На пятый или шестой день боев большевики заняли вокзал. Подошел бронепоезд и начал в упор расстреливать город. Большевики знали, что делают, и в один из вечеров разыгралась восхитительная картина, которую я вместе со всеми окружающими с восторгом наблюдал.

Недалеко от дома, в котором я жил, по направлению к Бибиковскому бульвару высился дом Грушевского, того самого платного австрийского агента, который возмутил всю Украину. Большевики нацелились, и первым же снарядом угодили в дом Грушевского. Семиэтажный дом запылал как свечка. Дом был полон жильцов, и они, говорят, как тараканы бросились спасаться. Картина пожара была грандиозна на фоне наступающей темноты. Дом горел как факел. Каждый раз, когда пытались его тушить, большевики поддавали жару новым снарядом. Публика восторгалась. Слышались реплики: «Так ему, мерзавцу, и надо!». Однако молва говорила, что «мерзавец-собственник», прививавший России социализм, тогда уже передал дом в другие руки.

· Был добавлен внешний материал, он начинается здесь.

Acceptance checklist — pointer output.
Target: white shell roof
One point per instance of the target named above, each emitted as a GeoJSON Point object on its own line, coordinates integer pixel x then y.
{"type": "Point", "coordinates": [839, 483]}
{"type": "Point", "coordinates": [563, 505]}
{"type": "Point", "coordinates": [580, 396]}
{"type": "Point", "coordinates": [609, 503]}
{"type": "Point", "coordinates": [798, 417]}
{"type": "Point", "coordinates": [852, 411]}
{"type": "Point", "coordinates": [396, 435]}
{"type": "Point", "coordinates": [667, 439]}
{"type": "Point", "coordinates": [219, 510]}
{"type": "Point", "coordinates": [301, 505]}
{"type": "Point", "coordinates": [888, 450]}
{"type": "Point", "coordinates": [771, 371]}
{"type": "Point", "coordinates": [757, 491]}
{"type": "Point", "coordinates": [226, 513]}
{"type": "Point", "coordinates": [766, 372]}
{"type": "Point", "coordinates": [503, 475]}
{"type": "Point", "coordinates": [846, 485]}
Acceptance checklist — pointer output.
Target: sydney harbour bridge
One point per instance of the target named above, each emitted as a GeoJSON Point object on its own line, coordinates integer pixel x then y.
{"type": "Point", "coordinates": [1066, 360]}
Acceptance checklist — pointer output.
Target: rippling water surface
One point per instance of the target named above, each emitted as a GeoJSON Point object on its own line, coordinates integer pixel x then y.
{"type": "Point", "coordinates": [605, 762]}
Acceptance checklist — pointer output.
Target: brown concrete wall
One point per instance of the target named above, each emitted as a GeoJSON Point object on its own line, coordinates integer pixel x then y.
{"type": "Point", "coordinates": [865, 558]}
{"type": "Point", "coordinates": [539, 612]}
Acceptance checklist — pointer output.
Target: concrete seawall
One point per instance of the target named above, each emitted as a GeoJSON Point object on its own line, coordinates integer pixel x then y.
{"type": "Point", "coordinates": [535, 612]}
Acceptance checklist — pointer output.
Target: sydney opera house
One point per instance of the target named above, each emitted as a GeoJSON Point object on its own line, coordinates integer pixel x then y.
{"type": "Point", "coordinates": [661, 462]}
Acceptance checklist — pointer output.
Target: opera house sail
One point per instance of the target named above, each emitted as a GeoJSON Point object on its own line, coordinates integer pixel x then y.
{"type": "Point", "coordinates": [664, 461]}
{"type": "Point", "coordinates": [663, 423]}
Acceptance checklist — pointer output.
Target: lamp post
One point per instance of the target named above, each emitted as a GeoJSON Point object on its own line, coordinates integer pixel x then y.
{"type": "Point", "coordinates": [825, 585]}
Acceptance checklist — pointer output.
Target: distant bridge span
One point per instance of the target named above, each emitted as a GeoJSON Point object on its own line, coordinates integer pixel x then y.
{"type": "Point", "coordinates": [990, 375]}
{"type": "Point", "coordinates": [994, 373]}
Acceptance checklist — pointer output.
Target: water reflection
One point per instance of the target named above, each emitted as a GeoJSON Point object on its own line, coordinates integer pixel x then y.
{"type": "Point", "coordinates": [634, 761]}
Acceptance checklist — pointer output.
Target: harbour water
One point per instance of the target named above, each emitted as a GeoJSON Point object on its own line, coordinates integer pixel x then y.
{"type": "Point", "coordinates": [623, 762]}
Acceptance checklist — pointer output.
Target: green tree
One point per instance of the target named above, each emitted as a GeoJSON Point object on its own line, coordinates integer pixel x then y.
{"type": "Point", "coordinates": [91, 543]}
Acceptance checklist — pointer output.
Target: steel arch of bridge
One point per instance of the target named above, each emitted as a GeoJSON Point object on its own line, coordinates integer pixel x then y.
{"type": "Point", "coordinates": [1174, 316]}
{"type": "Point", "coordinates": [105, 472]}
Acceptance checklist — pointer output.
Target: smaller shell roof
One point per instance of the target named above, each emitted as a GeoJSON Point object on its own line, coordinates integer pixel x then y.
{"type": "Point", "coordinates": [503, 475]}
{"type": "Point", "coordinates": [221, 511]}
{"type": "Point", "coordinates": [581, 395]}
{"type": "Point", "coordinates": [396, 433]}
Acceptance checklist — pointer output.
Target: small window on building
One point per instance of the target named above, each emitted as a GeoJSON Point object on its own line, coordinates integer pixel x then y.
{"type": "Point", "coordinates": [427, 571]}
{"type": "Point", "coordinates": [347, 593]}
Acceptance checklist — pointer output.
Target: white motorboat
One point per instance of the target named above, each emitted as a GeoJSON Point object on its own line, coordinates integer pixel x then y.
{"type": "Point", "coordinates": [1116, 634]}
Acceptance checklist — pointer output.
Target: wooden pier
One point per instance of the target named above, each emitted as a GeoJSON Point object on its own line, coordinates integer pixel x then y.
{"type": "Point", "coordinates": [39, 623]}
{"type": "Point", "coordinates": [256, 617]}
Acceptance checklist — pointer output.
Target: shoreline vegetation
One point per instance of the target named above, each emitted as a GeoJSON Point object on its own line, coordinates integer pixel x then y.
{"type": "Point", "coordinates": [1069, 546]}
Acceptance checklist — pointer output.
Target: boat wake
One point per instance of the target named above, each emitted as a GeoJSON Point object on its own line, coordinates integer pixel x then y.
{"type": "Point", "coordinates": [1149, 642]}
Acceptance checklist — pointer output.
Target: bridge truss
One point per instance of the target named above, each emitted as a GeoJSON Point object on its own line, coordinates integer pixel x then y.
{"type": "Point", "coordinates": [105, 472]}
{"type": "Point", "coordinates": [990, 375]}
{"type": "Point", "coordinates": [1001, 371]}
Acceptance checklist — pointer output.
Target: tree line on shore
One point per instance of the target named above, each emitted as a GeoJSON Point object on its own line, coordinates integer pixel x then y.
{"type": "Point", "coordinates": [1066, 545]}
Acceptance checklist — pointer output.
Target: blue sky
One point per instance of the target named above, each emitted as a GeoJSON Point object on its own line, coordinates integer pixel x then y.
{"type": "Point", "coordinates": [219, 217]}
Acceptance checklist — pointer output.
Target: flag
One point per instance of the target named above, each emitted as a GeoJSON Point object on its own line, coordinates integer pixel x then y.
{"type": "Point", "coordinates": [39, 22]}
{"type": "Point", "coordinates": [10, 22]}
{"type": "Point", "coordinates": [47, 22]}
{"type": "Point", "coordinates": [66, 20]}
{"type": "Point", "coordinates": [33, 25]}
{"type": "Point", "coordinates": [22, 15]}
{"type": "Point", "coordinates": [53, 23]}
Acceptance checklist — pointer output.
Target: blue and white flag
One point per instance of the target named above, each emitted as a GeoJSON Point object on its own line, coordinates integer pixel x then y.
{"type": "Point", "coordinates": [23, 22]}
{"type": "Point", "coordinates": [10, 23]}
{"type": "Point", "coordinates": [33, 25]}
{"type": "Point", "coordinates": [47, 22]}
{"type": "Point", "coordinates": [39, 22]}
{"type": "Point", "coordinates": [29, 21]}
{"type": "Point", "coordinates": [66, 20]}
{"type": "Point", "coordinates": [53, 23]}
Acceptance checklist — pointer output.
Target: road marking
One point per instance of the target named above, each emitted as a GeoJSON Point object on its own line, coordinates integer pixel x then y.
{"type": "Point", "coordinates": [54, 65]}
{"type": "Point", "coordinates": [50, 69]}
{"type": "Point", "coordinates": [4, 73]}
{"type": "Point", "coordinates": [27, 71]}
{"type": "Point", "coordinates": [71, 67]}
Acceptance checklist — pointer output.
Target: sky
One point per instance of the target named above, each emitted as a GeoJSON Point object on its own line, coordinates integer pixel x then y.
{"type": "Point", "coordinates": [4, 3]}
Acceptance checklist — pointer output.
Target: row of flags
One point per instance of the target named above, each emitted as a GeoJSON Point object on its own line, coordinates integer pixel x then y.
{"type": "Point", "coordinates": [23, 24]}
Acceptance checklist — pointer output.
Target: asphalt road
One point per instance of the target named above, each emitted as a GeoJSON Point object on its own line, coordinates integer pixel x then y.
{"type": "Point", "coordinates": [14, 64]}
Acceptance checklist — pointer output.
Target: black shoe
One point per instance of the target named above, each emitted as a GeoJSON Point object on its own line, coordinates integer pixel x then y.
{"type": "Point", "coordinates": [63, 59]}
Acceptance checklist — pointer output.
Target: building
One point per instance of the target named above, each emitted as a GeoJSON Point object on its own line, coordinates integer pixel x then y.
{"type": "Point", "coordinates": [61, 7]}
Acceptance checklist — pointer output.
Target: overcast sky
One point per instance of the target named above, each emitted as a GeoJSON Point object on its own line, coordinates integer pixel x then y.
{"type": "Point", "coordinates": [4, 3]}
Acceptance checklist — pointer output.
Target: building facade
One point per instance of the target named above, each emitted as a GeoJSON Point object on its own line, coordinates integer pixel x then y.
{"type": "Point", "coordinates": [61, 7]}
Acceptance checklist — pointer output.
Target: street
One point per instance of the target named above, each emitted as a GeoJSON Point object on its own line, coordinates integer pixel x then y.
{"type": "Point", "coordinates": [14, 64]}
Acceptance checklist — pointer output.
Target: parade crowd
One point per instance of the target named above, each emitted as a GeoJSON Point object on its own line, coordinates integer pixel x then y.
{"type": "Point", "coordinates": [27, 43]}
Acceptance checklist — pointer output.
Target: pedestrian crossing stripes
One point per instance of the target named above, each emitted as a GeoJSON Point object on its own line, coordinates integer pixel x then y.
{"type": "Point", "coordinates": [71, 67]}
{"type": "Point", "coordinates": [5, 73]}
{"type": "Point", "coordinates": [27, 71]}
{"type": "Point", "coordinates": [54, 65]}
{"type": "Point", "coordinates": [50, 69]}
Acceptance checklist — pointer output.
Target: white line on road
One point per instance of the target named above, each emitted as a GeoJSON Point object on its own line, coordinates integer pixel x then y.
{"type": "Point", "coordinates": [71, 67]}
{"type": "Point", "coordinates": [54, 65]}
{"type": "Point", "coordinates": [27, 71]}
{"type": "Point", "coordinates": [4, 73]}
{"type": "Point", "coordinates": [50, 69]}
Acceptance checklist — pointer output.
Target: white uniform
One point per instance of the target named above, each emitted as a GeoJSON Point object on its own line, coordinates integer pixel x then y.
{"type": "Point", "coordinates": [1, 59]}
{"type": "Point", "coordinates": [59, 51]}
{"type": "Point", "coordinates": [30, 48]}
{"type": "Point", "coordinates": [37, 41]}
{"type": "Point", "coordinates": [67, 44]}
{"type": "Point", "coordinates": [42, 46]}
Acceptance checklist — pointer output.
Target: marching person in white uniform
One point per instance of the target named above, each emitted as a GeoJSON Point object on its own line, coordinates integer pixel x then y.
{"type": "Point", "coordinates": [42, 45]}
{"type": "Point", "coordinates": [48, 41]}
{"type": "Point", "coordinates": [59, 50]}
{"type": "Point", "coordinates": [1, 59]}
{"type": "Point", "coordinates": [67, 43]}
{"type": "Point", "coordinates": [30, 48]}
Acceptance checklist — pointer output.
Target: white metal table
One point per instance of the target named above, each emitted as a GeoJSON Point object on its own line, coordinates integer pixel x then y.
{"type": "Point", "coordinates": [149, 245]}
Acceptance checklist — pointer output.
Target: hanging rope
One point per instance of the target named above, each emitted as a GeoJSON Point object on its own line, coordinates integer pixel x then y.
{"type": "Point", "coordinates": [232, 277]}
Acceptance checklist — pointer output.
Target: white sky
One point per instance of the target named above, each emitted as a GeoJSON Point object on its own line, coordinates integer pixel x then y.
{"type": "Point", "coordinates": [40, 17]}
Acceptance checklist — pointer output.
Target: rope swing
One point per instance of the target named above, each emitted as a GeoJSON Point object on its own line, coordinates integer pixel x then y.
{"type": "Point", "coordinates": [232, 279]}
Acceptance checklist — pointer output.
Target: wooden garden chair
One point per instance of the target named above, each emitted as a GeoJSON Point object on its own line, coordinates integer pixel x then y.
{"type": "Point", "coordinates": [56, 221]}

Несмотря на всюду рвущиеся снаряды, любопытство влекло людей смотреть на зрелище. Пошел и я, чтобы наслаждаться возмездием, и завернул за угол квартала. Было действительно красиво и жутко. В это время туда, где мы стояли, не стреляли, и на тротуаре собралась порядочная группа. Артиллерист бронепоезда, по-видимому, заметил это и пустил в нас один за другим два снаряда. Мигом сдунуло любопытство, и люди бросились врассыпную.

Дом горел два дня. С этого вечера всюду пылали пожары. Недалеко от нашего квартала помещался дом воинского начальника. Там, как щепки, горели деревянные дома. Было величественно и страшно. В один из вечеров пронесся слух, будто бы из соседнего квартала велено выселить все население. На фоне черного ночного неба внизу было светло, как днем. Озаренные красным отблеском пожара, по тротуарам этого квартала, осыпаемого шрапнельными пулями, сплошною вереницей двигались густой массой люди с узлами на плечах. Их сзади подгоняло пламя, а на пути осыпали пули, и некуда было уйти от этого ужаса. Такие картины я раньше видел только в кинематографе -помню, из истории карфагенской гибели.

«Несчастные, - думалось мне. - Кому нужны все эти страдания?» Люди гибли во имя происков проходимцев и честолюбцев. Но что было пользы роптать? Люди смирялись и впадали в состояние прострации. Но, даже умирая, они не могли отделаться от политического бреда и все еще спорили. Все ворчали, но громко не могли протестовать. Кто-то должен быть властью, и всякому готов был подчиниться обыватель, вырывший себе во времена Керенского могилу собственными руками.

Десять дней шел безрезультатный бой. Наконец стали говорить, что украинцы собираются уходить. О них никто не скорбел. Они были чужды душе киевлян, и, пожалуй, большевики были милее. На все теперь был согласен русский интеллигент, только не на возвращение царского режима. Так была отравлена его душа бредом революции.

Выборное городское управление презиралось боровшимися за власть сторонами, и никто с ним не считался. Хозяйство города было окончательно разрушено. Железные дороги возили только товарищей с фронта, почта бездействовала, водопровод почти не работал. Электричество зажигали на несколько часов. Трамваи закрывали одну линию за другою, а социалисты - трамвайные служащие - понимали это как переход дела в их руки.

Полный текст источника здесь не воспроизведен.